Soaking your pumpkin seeds can even help with the messy job of separating the seeds from all the stringy pumpkin innards. Just plop all that goop into a bowl, fill it with water, and then swirl it about a tad with your finger and watch as the seeds float to the top while the pulp sinks. Then, you can use a slotted spoon to scoop up the separated seeds and add them to a new, fresh bowl of salt water for longer soaking, per Templeton's suggestion.

Not getting versatile with your pumpkin

Even with all of the ideas you may have picked up for using your pumpkin thus far, are you really getting creative with this squash? Maybe not. Executive chef James King of Che Vita in Tampa, noted that pumpkin is still often only utilized for pumpkin pie, pumpkin seeds, or carving, with other squashes (maybe butternut or acorn) taking center stage for actual cooking. "Beyond these familiar uses, pumpkin offers a balance of sweet and savory flavors that can be highlighted in a variety of dishes," he said.

King recommended making a simple "zuccamore" pasta (which he translates as "pumpkin love"). All you have to do is add a shallot to melted butter in a medium-hot pan, seasoning with salt and pepper. Cook until fragrant and add thyme. When the shallot is soft, deglaze the pan with white wine and reduce by half. Add cubed pumpkin and more thyme, and simmer until the pumpkin is soft. Remove the thyme and mash most of the pumpkin, leaving about a quarter cubed, for texture, and then add cooked pasta and a little pasta water (add more if the sauce is too thick). Top it with creamy burrata and toasted nuts to serve.
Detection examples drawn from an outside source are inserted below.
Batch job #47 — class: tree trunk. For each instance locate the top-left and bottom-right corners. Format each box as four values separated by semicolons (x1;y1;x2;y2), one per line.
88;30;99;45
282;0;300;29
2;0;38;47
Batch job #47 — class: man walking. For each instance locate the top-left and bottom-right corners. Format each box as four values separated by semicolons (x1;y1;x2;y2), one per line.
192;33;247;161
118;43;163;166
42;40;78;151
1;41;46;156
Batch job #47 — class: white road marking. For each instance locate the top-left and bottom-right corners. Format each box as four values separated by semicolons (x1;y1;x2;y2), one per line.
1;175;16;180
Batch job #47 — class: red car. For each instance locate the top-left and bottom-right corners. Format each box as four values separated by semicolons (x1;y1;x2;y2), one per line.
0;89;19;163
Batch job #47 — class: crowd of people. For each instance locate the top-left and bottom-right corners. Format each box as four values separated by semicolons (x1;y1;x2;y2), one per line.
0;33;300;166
Not pairing sweet pumpkin with savory flavors

Most home cooks buy sweet pumpkins with the express intent of turning them into pie. However, don't overlook the possibilities of pairing sweet pumpkins with savory flavors.

As Ashwin Vilkhu, executive chef at The Kingsway and co-executive chef at Saffron, told us, "When cooking with kabocha squash, which is referred to as 'Japanese pumpkin,' don't be afraid to play up its natural sweetness by pairing it with savory or aromatic elements like dashi, coconut oil, and a touch of chili or shallot [to] bring depth and balance. The result is a smooth, glossy purée that works beautifully as a side or garnish, offering gentle spice and richness."
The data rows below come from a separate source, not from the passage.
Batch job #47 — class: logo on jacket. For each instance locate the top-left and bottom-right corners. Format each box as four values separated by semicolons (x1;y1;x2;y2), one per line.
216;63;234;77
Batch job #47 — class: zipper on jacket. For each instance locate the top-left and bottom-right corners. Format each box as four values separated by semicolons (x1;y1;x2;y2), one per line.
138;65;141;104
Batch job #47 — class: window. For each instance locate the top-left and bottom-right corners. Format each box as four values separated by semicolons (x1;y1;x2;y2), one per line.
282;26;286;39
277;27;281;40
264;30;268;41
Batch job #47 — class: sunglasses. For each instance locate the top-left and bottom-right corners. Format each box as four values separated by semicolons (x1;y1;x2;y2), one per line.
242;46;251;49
Other savory pumpkin pairings (beyond the aforementioned pumpkin chili), include pumpkin enchiladas and pumpkin macaroni and cheese. Additionally, if you pick up Vilkhu's recommended Japanese pumpkin, or kabocha squash, pick up a little extra to make kabocha squash soup. It's a top favorite winter soup recipe, suitable for even the pickiest eaters, and requires only minimal other ingredients.

Not using your pumpkin as a serving vessel

Forget about how you're cooking or eating your pumpkin. What about using it as a serving vessel? "Use a serrated knife to remove the top before scooping out the pulp and seeds, and then you can fill it with a hearty stew or mujaddara before whole-roasting to make a beautiful and delicious serving vessel," said chef Alon Shaya. "A large Cinderella pumpkin is great for entertaining, while an acorn squash works well for more of a hearty single serving." 

Some recipes will instruct you to cook whatever food is going into your pumpkin serving vessel separately from the pumpkin itself. If you go that route, just cut and clean the pumpkin as instructed, then roast the pumpkins (and their lids, if you're keeping them) on a sheet pan in the oven until they've reached your desired tenderness. Then, fill the cooked pumpkins with your intended fillings. 

You can serve all sorts of fun foods and drinks in your pumpkin bowls, from soup to dips, harvest salads to even beer. If you're not thrilled about serving food from a pumpkin, but you like the look, consider hollowing out your pumpkin just as you would for food, but fill it with flowers instead.